Building a script that automates the ETL process for extracting world largest banks from wikipedia
This Python script automates the Extract, Transform, and Load (ETL) process for extracting information about the world's largest banks from a Wikipedia page. The script performs web scraping, data transformation, and allows data export to both CSV and SQLite database formats.
- Overview
- Features
- Prerequisites
- Contributing
The ETL script extracts data from a Wikipedia page listing the largest banks by market capitalization. It then transforms the data by adding columns for market capitalization in different currencies and finally loads the processed data into both a CSV file and an SQLite database table.

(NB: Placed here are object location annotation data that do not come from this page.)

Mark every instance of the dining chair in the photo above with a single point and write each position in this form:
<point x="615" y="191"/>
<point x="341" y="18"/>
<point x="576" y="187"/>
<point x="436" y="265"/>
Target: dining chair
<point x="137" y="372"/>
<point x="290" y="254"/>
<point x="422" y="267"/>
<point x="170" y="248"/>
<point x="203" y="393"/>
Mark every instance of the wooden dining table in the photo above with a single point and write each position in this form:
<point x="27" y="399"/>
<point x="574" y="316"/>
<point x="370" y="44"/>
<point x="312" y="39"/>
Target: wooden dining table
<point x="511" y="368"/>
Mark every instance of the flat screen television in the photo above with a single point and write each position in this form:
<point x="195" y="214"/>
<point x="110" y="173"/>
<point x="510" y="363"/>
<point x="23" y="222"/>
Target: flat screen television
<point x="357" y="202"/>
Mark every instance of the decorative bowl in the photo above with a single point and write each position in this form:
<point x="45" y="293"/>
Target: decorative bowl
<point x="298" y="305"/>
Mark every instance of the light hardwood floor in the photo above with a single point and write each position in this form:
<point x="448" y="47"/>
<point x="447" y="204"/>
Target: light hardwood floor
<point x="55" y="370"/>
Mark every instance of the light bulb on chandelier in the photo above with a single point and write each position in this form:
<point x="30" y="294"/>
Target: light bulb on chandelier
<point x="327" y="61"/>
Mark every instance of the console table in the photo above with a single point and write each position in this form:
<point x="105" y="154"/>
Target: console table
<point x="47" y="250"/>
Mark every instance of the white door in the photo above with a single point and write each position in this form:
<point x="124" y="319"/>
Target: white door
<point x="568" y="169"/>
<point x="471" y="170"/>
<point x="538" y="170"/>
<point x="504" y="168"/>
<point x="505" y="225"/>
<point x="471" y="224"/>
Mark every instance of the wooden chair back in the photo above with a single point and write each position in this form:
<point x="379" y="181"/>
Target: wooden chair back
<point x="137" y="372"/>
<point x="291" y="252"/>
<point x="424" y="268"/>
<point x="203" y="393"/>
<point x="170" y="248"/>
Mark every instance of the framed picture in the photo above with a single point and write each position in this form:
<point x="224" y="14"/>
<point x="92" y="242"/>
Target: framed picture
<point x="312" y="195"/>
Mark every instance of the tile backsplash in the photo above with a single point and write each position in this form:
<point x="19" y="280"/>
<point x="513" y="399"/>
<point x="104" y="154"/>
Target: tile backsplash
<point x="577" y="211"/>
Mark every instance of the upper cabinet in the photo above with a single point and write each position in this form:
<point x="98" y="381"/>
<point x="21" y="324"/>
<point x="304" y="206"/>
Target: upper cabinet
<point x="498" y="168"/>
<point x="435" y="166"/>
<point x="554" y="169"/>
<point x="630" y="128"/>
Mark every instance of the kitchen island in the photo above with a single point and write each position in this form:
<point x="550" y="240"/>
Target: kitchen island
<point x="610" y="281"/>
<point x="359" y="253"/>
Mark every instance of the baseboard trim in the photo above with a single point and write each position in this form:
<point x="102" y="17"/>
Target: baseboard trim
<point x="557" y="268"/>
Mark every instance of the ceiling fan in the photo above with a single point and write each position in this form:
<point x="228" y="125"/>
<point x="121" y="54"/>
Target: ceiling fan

- Web Scraping: Utilizes BeautifulSoup for web scraping to extract data from a Wikipedia page.
- Data Transformation: Adds columns for market capitalization in GBP, EUR, and INR based on exchange rates.
- Export Options: Supports exporting the processed data to a CSV file (Largest_banks_data.csv) and an SQLite database table (Banks.db).
- Logging: Logs progress messages to a file (code_log.txt) during the ETL process.
- Python 3.x
- Required Python packages: requests, beautifulsoup4, pandas, sqlite3, icecream
Contributions are welcome! Please fork the repository and submit a pull request with your enhancements.
Please be aware of the legal and ethical aspects of web scraping. Ensure compliance with the terms of service of the website you are scraping, and handle data with respect to privacy and intellectual property rights.